National Center for Biotechnology Information, National Library of Medicine, National Institutes of Health, Bethesda, MD 20894, USA.
Genome biology (Impact Factor: 10.47). 02/2002; 3(5):research0023. DOI: 10.1186/gb-2002-3-5-research0023
Source: PubMed

ABSTRACT Members of the p24 (p24/gp25L/emp24/Erp) family of proteins have been shown to be critical components of the coated vesicles that are involved in the transportation of cargo molecules from the endoplasmic reticulum to the Golgi complex. The p24 proteins form hetero-oligomeric complexes and are believed to function as receptors for specific secretory cargo.

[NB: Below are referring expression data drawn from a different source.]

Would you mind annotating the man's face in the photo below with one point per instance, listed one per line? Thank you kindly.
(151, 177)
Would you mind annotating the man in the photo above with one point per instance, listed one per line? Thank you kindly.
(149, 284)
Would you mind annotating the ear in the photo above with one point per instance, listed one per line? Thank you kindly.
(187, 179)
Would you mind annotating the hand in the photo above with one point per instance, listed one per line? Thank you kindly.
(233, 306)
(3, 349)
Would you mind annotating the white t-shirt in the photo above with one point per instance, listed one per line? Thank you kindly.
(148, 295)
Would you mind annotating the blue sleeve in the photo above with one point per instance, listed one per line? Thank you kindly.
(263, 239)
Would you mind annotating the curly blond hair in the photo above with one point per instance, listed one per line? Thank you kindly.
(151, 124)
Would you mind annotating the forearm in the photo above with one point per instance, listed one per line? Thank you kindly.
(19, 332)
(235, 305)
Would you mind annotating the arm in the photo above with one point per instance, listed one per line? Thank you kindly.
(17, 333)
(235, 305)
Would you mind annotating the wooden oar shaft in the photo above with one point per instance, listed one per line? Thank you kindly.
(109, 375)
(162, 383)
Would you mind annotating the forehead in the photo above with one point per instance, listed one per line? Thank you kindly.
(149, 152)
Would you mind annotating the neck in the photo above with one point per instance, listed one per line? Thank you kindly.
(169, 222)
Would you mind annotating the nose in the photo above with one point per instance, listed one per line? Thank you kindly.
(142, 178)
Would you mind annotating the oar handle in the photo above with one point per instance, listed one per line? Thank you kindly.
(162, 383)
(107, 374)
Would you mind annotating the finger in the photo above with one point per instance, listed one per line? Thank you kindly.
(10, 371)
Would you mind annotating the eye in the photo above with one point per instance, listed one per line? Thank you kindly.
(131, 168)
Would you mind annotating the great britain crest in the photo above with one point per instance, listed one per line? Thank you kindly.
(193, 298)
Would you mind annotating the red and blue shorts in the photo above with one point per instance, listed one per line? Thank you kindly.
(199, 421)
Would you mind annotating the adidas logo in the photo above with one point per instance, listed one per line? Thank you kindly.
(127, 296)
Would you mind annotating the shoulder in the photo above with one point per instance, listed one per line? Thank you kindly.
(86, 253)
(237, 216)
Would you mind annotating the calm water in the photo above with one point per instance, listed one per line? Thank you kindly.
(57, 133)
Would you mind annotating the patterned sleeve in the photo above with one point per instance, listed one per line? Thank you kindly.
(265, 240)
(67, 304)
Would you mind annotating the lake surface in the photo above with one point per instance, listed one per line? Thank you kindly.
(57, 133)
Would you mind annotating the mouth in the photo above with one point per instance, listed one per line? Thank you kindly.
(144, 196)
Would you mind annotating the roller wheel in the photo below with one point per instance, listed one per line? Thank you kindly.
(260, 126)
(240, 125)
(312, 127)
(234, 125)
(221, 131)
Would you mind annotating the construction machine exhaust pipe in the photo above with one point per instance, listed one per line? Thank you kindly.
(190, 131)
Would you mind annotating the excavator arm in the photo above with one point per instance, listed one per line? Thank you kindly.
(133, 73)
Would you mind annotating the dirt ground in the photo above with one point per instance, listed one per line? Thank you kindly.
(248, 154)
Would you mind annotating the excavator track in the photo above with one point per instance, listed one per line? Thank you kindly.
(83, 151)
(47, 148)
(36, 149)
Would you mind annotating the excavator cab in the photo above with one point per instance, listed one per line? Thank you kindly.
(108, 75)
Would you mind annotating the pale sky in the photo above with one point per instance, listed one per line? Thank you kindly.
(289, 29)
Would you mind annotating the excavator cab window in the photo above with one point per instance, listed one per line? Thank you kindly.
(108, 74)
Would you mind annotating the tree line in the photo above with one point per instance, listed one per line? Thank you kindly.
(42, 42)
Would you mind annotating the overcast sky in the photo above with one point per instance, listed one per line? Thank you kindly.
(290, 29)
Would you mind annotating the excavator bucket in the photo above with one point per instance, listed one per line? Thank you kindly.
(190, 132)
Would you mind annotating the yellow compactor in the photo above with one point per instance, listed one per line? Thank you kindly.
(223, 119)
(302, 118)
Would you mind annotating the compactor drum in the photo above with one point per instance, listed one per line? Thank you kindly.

Using sensitive sequence-profile analysis methods, we identified a novel beta-strand-rich domain, the GOLD (Golgi dynamics) domain, in the p24 proteins and several other proteins with roles in Golgi dynamics and secretion. This domain is predicted to mediate diverse protein-protein interactions. Other than in the p24 proteins, the GOLD domain is always found combined with lipid- or membrane-association domains such as the pleckstrin homology (PH), Sec14p and FYVE domains.
The identification of the GOLD domain could aid in directed investigation of the role of the p24 proteins in the secretion process. The newly detected group of GOLD-domain proteins, which might simultaneously bind membranes and other proteins, point to the existence of a novel class of adaptors that could have a role in the assembly of membrane-associated complexes or in regulating assembly of cargo into membranous vesicles.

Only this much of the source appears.